Él seguía acariciando sus cabellos, y cuando la vio observarlo fijamente, se tomó la libertad de hacerlo él también. El ambiente se tornaba mágico entre ellos y él necesito acariciar con suavidad su rostro, pasar sus pulgares por sus cejas, delinear el contorno de las pronunciadas ojeras que la acompañaban desde hacía tanto tiempo, trazar caminos desde sus mejillas hasta sus labios. Aneley se dejó ir, cerró los ojos para sentir el tímido cosquilleo de las manos del chico sobre su piel, sus poros despertaban a su paso, sus caricias eran tan suaves que ella sentía como si se embriagara en sensaciones de placer. Nunca nadie la había acariciado de esa manera, como si la estuviera dibujando.

Nahuel la vio cerrar los ojos y disfrutar de su tacto, la vio también lamer sus labios humedeciéndolos y entendió que ella —al igual que él—, necesitaba más. Se acercó con cuidado y pegó sus labios a los de la chica.

Aneley se sorprendió al sentir la textura suave de los labios del chico aplastando los suyos, por un instante no supo qué hacer, él la estaba besando. El hermanito de su mejor amiga la estaba besando, sin embargo, se sentía bien, tan bien que ella necesitó seguir ese beso.

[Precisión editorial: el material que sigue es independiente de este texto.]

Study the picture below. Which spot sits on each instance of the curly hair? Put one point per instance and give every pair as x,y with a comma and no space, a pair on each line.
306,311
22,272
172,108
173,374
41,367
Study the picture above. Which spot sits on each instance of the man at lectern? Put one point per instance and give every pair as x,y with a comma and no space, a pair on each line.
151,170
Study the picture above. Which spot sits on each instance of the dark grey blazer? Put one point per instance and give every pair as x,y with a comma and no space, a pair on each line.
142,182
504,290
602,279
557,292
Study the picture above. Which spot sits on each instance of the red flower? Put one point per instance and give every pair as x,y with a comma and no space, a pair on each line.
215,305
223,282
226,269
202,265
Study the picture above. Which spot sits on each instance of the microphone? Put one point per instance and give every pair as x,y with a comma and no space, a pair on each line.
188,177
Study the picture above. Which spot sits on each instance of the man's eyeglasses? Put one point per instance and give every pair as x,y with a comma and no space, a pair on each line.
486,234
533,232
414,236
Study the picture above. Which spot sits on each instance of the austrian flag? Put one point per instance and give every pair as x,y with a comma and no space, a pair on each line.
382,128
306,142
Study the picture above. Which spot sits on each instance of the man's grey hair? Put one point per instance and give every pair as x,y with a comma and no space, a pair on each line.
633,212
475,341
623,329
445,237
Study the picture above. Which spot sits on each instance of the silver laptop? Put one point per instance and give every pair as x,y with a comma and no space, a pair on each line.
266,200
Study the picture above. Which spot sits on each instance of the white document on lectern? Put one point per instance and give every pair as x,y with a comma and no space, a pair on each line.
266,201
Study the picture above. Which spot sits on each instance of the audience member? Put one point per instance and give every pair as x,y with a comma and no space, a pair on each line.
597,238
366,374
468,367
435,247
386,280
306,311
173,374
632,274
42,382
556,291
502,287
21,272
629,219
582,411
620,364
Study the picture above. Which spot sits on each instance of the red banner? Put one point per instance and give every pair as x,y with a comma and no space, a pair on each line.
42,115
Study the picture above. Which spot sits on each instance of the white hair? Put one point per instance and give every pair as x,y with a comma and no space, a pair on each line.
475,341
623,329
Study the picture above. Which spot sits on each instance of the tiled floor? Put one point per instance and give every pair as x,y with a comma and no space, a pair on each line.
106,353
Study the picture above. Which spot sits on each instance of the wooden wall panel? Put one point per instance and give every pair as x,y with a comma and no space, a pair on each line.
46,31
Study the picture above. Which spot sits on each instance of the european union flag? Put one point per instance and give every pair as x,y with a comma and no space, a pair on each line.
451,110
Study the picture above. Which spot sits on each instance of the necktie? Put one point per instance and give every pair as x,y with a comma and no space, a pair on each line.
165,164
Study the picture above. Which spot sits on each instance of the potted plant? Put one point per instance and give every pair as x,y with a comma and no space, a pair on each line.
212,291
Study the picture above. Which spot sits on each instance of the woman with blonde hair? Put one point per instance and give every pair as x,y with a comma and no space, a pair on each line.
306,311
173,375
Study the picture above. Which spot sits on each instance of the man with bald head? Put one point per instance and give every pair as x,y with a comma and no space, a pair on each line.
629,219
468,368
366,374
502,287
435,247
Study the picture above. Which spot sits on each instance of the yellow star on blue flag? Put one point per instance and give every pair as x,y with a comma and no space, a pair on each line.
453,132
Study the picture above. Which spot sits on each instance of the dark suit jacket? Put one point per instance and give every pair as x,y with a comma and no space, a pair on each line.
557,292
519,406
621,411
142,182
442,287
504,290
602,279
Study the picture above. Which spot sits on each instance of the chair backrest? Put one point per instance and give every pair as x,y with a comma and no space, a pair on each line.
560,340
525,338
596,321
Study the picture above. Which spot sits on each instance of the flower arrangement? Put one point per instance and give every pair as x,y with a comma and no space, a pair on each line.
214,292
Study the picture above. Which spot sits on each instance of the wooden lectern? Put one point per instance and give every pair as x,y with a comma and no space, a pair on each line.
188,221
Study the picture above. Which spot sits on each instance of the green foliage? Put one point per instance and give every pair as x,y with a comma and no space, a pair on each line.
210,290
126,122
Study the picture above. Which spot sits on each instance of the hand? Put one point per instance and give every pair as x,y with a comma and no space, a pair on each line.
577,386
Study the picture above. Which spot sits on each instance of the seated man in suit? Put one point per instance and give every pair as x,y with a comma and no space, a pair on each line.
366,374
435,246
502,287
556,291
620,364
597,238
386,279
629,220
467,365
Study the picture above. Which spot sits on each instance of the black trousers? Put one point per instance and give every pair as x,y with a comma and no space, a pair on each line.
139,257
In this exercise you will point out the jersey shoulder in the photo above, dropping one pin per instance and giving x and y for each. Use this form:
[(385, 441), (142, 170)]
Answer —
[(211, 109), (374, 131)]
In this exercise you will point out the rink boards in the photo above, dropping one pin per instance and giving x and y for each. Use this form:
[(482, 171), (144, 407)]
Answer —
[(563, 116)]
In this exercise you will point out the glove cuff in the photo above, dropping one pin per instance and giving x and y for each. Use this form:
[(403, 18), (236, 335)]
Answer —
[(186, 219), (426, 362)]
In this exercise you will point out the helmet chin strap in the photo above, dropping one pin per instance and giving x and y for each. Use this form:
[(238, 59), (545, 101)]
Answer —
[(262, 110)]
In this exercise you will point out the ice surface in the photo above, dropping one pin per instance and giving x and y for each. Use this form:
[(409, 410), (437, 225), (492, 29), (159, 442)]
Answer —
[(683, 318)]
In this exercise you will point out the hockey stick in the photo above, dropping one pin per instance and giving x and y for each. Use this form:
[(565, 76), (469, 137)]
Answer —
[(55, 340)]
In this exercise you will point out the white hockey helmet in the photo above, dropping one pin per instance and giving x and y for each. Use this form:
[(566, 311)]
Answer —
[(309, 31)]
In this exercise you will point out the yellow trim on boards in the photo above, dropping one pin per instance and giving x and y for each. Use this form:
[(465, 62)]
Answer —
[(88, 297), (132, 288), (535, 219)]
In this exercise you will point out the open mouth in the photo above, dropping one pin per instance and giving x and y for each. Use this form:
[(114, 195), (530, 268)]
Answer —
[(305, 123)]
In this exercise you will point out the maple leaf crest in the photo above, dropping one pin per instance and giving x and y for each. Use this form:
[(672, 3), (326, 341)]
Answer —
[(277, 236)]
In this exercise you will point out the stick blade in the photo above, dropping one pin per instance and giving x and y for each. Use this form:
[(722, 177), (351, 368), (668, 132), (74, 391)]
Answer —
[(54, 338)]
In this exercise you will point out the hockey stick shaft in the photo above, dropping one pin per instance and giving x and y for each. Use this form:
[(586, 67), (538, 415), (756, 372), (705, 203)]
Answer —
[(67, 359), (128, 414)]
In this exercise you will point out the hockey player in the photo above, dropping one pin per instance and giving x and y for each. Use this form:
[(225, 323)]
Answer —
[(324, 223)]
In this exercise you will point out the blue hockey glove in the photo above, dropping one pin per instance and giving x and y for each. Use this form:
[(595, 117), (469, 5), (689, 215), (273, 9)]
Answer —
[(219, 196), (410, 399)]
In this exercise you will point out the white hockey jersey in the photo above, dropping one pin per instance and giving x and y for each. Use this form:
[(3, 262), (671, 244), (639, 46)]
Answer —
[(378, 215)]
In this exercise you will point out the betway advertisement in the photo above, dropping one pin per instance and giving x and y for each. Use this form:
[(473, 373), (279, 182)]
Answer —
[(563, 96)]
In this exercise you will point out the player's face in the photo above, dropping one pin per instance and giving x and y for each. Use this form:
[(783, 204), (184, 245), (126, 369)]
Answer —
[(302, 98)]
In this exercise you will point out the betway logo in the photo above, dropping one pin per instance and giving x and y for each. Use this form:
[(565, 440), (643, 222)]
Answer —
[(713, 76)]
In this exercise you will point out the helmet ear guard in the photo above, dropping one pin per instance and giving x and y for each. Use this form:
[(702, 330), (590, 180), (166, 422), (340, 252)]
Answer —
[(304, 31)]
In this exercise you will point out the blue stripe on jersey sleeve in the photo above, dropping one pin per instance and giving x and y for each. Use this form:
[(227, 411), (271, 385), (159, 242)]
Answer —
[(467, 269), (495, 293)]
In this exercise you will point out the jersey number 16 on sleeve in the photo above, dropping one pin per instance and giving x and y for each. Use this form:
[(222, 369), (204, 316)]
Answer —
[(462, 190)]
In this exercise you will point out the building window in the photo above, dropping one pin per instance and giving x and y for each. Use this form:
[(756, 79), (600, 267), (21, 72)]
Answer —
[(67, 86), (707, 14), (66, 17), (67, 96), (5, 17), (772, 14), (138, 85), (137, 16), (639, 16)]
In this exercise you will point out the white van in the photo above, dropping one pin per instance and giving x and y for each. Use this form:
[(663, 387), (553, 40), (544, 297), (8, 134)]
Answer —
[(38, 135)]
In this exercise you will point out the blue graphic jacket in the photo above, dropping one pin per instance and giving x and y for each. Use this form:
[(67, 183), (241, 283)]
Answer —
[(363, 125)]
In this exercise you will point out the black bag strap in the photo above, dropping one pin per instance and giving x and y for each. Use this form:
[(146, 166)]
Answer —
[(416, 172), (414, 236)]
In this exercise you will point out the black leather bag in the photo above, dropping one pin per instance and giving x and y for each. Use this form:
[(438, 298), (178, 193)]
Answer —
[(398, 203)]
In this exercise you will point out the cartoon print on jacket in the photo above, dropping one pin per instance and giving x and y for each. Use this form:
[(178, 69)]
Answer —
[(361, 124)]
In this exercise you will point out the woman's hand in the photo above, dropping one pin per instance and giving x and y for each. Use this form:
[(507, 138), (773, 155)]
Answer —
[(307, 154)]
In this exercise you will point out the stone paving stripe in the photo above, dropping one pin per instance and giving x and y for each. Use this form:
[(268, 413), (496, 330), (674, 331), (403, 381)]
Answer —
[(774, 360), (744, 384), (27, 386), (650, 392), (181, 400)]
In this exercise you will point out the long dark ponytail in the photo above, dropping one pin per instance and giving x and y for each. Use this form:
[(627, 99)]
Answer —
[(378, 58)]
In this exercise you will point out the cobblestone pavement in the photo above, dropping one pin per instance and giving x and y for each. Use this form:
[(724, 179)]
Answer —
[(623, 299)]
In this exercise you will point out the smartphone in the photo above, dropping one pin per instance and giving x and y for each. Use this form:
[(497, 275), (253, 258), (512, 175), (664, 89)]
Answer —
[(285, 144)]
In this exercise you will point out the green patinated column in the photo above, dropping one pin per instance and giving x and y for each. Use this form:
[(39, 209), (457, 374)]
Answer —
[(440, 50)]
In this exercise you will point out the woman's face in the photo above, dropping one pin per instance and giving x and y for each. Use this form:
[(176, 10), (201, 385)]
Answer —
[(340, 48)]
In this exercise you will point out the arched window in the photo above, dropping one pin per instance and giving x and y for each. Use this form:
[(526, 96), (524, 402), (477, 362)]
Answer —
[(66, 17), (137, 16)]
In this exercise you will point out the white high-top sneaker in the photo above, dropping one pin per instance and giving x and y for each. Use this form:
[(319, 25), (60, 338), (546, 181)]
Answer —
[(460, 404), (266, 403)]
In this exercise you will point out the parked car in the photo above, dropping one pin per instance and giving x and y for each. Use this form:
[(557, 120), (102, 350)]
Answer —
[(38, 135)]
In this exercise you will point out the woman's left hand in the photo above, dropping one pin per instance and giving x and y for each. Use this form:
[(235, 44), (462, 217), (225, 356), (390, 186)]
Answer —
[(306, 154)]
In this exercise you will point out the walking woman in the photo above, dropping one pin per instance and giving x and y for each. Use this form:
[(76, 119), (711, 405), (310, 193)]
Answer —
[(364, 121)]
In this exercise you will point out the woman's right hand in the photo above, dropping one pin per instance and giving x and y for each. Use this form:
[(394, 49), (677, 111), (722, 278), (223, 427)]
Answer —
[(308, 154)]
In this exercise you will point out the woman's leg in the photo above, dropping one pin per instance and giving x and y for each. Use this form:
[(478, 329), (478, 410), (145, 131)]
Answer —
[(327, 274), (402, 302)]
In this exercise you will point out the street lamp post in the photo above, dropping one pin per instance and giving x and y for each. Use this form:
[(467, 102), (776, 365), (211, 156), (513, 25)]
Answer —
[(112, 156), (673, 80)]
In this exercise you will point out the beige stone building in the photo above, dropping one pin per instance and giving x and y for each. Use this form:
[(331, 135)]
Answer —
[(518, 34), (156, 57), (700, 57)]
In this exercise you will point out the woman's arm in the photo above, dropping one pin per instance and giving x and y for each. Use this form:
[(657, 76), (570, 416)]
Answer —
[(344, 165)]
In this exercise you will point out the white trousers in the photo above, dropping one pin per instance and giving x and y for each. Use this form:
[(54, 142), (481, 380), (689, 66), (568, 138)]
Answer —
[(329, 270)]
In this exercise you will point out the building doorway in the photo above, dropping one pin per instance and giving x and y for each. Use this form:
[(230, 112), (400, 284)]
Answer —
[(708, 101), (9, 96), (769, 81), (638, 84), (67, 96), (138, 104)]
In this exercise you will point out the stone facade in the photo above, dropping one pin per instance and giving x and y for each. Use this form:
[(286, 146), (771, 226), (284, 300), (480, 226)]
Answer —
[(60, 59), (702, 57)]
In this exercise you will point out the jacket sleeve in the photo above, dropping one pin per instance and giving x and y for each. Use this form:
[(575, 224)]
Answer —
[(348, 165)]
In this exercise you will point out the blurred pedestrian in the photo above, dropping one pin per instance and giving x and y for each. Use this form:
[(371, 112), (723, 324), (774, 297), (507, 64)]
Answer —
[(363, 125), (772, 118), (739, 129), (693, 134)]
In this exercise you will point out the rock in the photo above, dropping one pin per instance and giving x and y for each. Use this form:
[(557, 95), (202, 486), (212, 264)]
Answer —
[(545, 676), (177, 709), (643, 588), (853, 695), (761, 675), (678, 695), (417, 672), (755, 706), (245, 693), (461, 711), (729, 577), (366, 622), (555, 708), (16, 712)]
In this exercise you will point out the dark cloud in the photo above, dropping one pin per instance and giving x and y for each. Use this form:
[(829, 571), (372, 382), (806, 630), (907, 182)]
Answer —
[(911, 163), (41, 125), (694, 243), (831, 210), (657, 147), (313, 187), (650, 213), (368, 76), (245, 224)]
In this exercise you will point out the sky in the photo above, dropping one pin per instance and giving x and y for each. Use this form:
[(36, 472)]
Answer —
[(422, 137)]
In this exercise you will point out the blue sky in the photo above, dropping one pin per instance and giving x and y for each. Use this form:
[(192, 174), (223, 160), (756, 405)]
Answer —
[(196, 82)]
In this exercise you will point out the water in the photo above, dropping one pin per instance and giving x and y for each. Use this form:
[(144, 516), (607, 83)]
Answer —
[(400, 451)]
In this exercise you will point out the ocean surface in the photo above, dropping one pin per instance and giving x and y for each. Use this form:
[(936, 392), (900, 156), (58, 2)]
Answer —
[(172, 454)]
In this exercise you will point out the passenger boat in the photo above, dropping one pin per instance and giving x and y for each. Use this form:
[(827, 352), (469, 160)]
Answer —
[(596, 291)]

El beso fue largo e intenso, pero a la vez calmado y tierno. Una extraña conjunción que ninguno de los dos supo precisar. Aneley no abrió instantáneamente los ojos luego de haberse separado de él, y Nahuel la observó con temor a su reacción.

—Creo que debemos irnos —dijo el chico sin saber qué hacer. Aneley asintió. No sabía cómo sentirse respecto a lo que había sucedido, no sabía por qué lo habían hecho, no entendía por qué se había sentido tan bien.